Hume121 takes exception to those who find it requisite to assume for all such natural purposes a teleological principle of judgement, i.e. an architectonic Understanding. He says that it may fairly be asked: how is such an Understanding possible? How can the manifold faculties and properties that constitute the possibility of an Understanding, which has at the same time executive force, be found so purposively together in one Being? But this objection is without weight. For the whole difficulty which surrounds the question concerning the first production of a thing containing in itself purposes and only comprehensible by means of them, rests on the further question as to the unity of the ground of the combination in this product of the various elements [des Mannichfaltigen] which are external to one another. For if this ground be placed in the Understanding of a producing cause as simple substance, the question, so far as it is teleological, is sufficiently answered; but if the cause be sought merely in matter as an341 aggregate of many substances external to one another, the unity of the principle is quite wanting for the internally purposive form of its formation, and the autocracy of matter in productions which can only be conceived by our Understanding as purposes is a word without meaning.
Hence it comes to pass that those who seek a supreme ground of possibility for the objectively-purposive forms of matter, without attributing to it Understanding, either make the world-whole into a single all-embracing substance (Pantheism), or (which is only a more determinate explanation of the former) into a complex of many determinations inhering in a single simple substance (Spinozism); merely in order to satisfy that condition of all purposiveness—the unity of ground.
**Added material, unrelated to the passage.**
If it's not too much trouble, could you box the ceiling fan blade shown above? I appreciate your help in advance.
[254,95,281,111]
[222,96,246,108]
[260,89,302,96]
Thus they do justice indeed to one condition of the problem, viz. the unity in the purposive combination, by means of the mere ontological concept of a simple substance; but they adduce nothing for the other condition, viz. the relation of this substance to its result as purpose, through which relation that ontological ground is to be more closely determined in respect of the question at issue. Hence they answer the whole question in no way. It remains absolutely unanswerable (for our Reason) if we do not represent that original ground of things, as simple substance; its property which has reference to the specific constitution of the forms of nature grounded thereon, viz. its purposive unity, as the property of an intelligent substance; and the relation of these forms to this intelligence (on account of the contingency which we ascribe to everything that we think possible only as a purpose) as that of causality.